United States District Court, D. Colorado

January 2, 2015

JAME ROGER DUNCAN, Plaintiff,
v.
JOHN W. HICKENLOOPER, governor, RICK RAEMISCH, executive director, WARDEN MILYARD, WARDEN FALK, and CASE MANAGER LUECK, Defendants.

ORDER

ROBERT E. BLACKBURN, District Judge.

The matter before me is plaintiff's Objection to Judge Blackburn Order Adopting Recommendation of the United States Magistrate Judge [#73], [1] filed December 31, 2014. I construe the objection as a motion for reconsideration, but deny the relief thus requested.

Because plaintiff is proceeding pro se, I have construed his pleadings more liberally and held them to a less stringent standard than formal pleadings drafted by lawyers. See Erickson v. Pardus, 551 U.S. 89, 94, 127 S.Ct. 2197, 2200, 167 L.Ed.2d 1081 (2007); Andrews v. Heaton, 483 F.3d 1070, 1076 (10th Cir. 2007); Hall v. Bellmon, 935 F.2d 1106, 1110 (10th Cir. 1991) (citing Haines v. Kerner, 404 U.S. 519, 520-21, 92 S.Ct. 594, 595-96, 30 L.Ed.2d 652 (1972)). Nevertheless, the bases for granting reconsideration are extremely limited:

Grounds warranting a motion to reconsider include (1) an intervening change in the controlling law, (2) new evidence previously unavailable, and (3) the need to correct clear error or prevent manifest injustice. Thus, a motion for reconsideration is appropriate where the court has misapprehended the facts, a party's position, or the controlling law. It is not appropriate to revisit issues already addressed or advance arguments that could have been raised in prior briefing.

Servants of the Paraclete v. Does, 204 F.3d 1005, 1012 (10th Cir. 2000) (citations omitted).

Nothing in plaintiff's latest submission implicates any of these bases for reconsidering a prior order of the court. Instead, plaintiff principally appears to be confused by the magistrate judge's discussion of the Eleventh Amendment issues implicated by the possibility that plaintiff intended to assert official capacity claims, claims which plaintiff insists he did not intend to raise. At worst, this argument makes that much of the magistrate judge's recommendation (and so much of my concomitant order which adopted it) moot.[2]

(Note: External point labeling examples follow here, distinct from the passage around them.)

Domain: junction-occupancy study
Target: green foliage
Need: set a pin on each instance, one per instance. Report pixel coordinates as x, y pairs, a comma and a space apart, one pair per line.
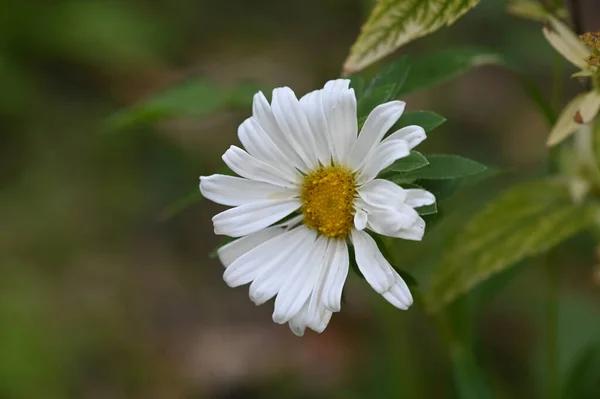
394, 23
527, 220
415, 160
428, 120
384, 87
196, 97
582, 381
538, 98
443, 167
443, 65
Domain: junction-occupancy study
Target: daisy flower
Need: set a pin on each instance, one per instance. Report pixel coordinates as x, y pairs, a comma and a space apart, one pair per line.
307, 191
584, 53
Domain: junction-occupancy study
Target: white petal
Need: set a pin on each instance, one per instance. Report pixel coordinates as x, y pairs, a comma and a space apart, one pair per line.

Nothing else in plaintiff's motion suggests any basis - let alone any legally cognizable or proper basis - for reconsideration of my prior order. While plaintiff's asserted lack of knowledge of the law entitles him to a degree of leeway, it does not permit him to pursue claims for which he can allege no facts sufficient to make out plausible legal claims.

THEREFORE, IT IS plaintiff's Objection to Judge Blackburn Order Adopting Recommendation of the United States Magistrate Judge [#73], filed December 31, 2014, construed as a motion to reconsider, is DENIED.